2026-02-06 Papers

1/2

Paper 1

Spider-Sense: Intrinsic Risk Sensing for Efficient Agent Defense with Hierarchical Adaptive Screening

Published: 2026-02-05

Link: http://arxiv.org/pdf/2602.05386

1. 📘 Topic and Domain: The paper addresses security vulnerabilities in LLM-powered autonomous agents by proposing an intrinsic defense mechanism for real-world agent deployments.

2. 💡 Previous Research and New Ideas: Building on existing mandatory checking paradigms that forcibly trigger security validation at predefined stages, the paper proposes Intrinsic Risk Sensing (IRS) - a novel event-driven defense that embeds risk awareness directly into the agent's execution flow.

3. ❓ Problem: The paper solves the problem of excessive latency and false positives in agent security systems caused by mandatory stage-wise security checks that accumulate overhead in complex, multi-step agent workflows.

4. 🛠️ Methods: The authors use instruction-level conditioning to enable autonomous risk sensing across four critical stages (query, planning, action, observation), combined with Hierarchical Adaptive Screening that balances fast similarity matching with deep reasoning for threat validation.
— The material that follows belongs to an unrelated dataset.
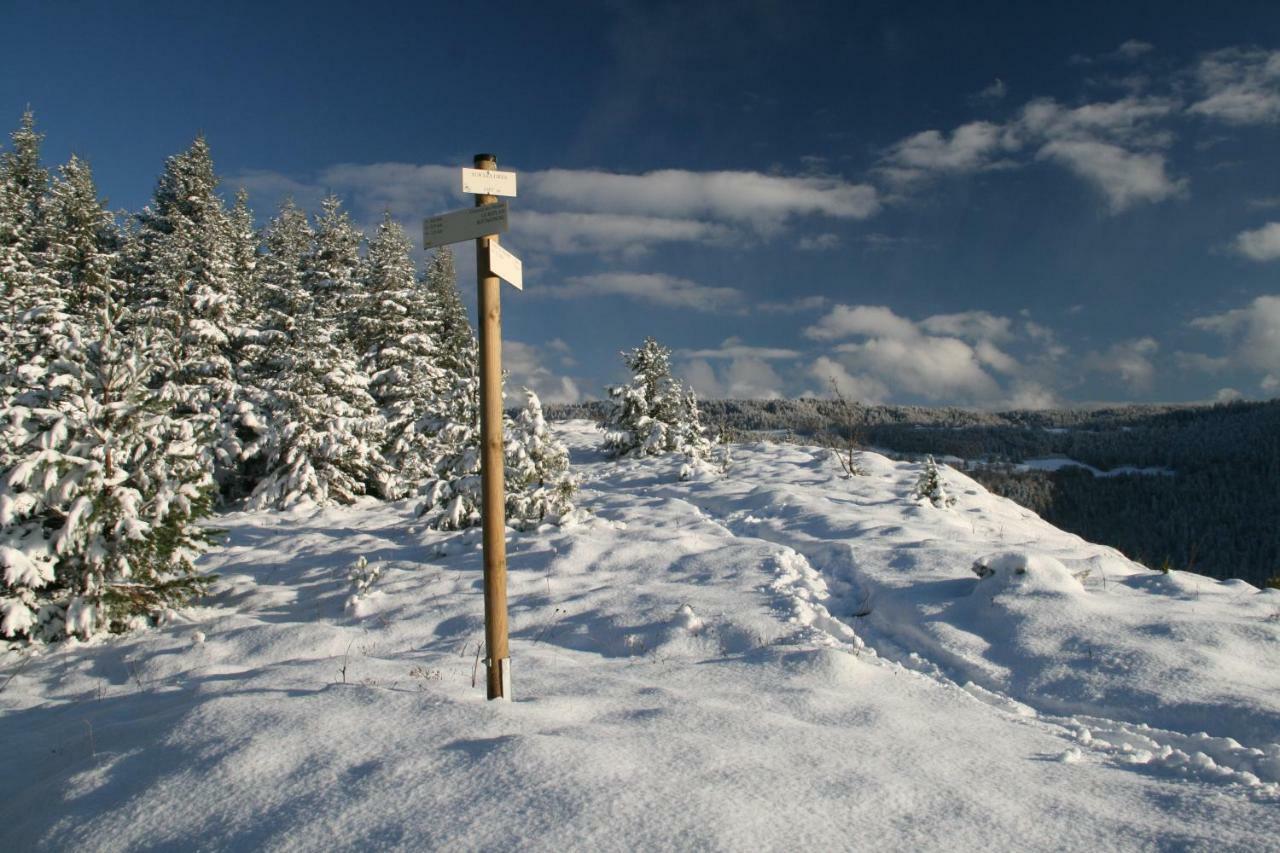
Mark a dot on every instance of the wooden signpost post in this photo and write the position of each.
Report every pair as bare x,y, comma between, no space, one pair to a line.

5. 📊 Results and Evaluation: SPIDER-SENSE achieves the lowest Attack Success Rate and False Positive Rate on benchmarks including their new S2Bench dataset, with only 8.3% latency overhead compared to 197-381% for baseline methods.

Spider-Sense: Intrinsic Risk Sensing for Efficient Agent Defense with Hierarchical Adaptive Screening

1/2

Paper 2

Context Forcing: Consistent Autoregressive Video Generation with Long Context

Published: 2026-02-05

Link: http://arxiv.org/pdf/2602.06028

1. 📘 Topic and Domain: The paper addresses autoregressive video generation with long context, focusing on maintaining consistency in long-form video synthesis within the domain of generative AI and computer vision.

2. 💡 Previous Research and New Ideas: The paper builds upon causal video diffusion models and Distribution Matching Distillation (DMD), proposing Context Forcing which resolves the student-teacher mismatch by training a long-context student via a long-context teacher aware of full generation history.

3. ❓ Problem: The paper solves the "Forgetting-Drifting Dilemma" where current models either lose track of subjects with short memory windows or accumulate errors with long contexts, limiting effective context to just a few seconds.

4. 🛠️ Methods: The method uses a two-stage curriculum with contextual distribution matching distillation, a Slow-Fast Memory architecture for context management, and Error-Recycling Fine-Tuning (ERFT) to train robust teachers.

5. 📊 Results and Evaluation: Context Forcing achieves 20+ seconds effective context length (2-10× longer than state-of-the-art), maintaining superior consistency on VBench metrics and enabling minute-level video generation with minimal drifting.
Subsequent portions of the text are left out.